As soon as we crossed the very narrow, 200 m wide, harbour entrance the previous day, we were sternly greeted by these weathered precipices that contrasted with the calm turquoise waters hosting them. We were not quite in the right frame of mind to let ourselves wowed just then, but we had plenty of chances once the engine concern was out of the way.

These towering volcanic rock outcrops standing tall like aligned army soldiers in green patched uniforms are breathtaking. The native bush scantly dressing them is amongst the best we’ve seen in NZ. We are humbly glinting amongst them in awe. 

Back in the Marquesas? Nope. Better!

Thanks to its narrow entrance, Whangaroa Harbour casted into oblivion Pakeha (people of European descent) who first made landfall in NZ. Whangaroa will not remain undiscovered for too long. 

The very narrow Whangaroa harbour entrance

What is known as ‘the Boyd massacre’ occurred in Whangaroa Harbour in 1809 when the Māori inhabitants killed and cannibalised between 66 and 70 Europeans, setting their ship on fire.
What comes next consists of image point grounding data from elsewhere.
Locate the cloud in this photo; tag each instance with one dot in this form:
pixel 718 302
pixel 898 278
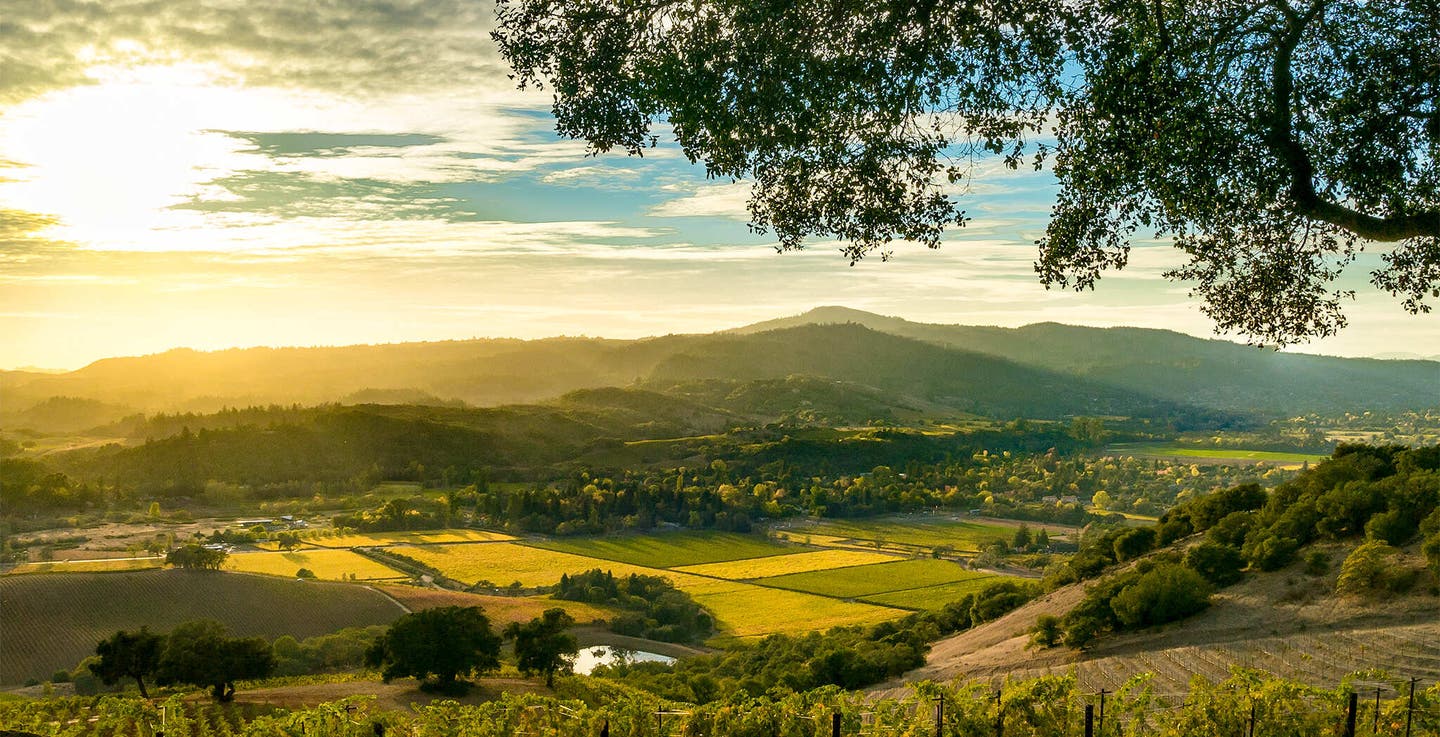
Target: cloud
pixel 709 200
pixel 352 46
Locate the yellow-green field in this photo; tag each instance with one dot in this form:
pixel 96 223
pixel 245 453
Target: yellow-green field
pixel 408 539
pixel 880 577
pixel 746 611
pixel 504 563
pixel 670 549
pixel 910 531
pixel 935 596
pixel 740 609
pixel 786 564
pixel 330 564
pixel 88 566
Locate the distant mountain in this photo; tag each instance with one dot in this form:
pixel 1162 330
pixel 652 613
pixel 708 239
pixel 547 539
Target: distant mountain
pixel 1213 373
pixel 834 363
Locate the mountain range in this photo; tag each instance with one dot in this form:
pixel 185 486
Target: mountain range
pixel 830 357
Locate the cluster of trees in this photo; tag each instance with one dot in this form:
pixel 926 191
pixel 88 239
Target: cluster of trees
pixel 1386 494
pixel 445 645
pixel 195 556
pixel 850 658
pixel 650 605
pixel 199 652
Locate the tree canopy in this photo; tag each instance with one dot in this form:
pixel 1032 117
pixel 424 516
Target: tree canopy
pixel 128 655
pixel 445 642
pixel 200 652
pixel 1269 140
pixel 543 645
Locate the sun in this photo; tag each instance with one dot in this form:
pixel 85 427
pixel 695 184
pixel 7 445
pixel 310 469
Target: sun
pixel 111 160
The massacre is said to have represented Māoris’ revenge for the whipping of a young Māori chief by Boyd’s crew. News of the event caused the number of visiting ships to fall in the coming years. 

Nowadays, Whangaroa township seems to be lost in time. Proudly wearing its ‘ quaint hat’, this small settlement is inhabited by no more than a few hundred people. No shops or other amities. Just a renowned fishing club.

Fishing is big in NZ. Everyone has a go at it. Male, female and children of all ages. From sailing boats, motor boats of all sizes, dinghies, kayaks and everything in between. Yet, in Whangaroa fishing is taken to a different level. One evening, whilst enjoying a pizza at the local fishing club, the only social establishment around, we notice some commotion outside. The 11 year held fishing record had just been broken. 360 kg swordfish had been caught by a tiny fishing boat after a four hours fight 30 nautical miles offshore.

The swordfish, victim of people’s ambitions

The highlight of our stay was dropping the hook in a small bay, by what is called the Duke’s nose, one of these impressive rocky outcrops that wows. The bay was so small that it could only host us. It felt like the VIP lounge of  Whangaroa harbour. All reserved for us. Climbed up the Duke’s nose and admired the breathtaking landscapes. Rambled around the Harbour for hours through native bush, crossed rivers and muddy meadows, admiring its tall standing ‘soldiers’.

Our VIP lounge in Whangaroa Harbour

When we had the right winds, we sailed back south to Opua in Bay of Islands, keeping an eye out for the right weather window to resume our circumnavigation, via Fiji. 

We are looking forward leaving the beautiful Whangaroa harbour behind

Less than a week later, the time suddenly contracted like a stretched elastic (over the last couple of years…) let loose. We have a suitable weather window to sail back to the tropics. Final boat preparations. Food shopping. Lengthy check out procedures. Pre-departure Covid test – cancelled requirement at the last minute! Iridium re-activation. Passage planing. Advance notice of arrival to Fiji. All in record time. 

Winding back the clock a couple of years, it feels like we pressed pause then, to now press play. Pause and play, Fiji we are on our way! 

Nga mihi, Aotearoa. Thank you, New Zealand. Bula Fiji!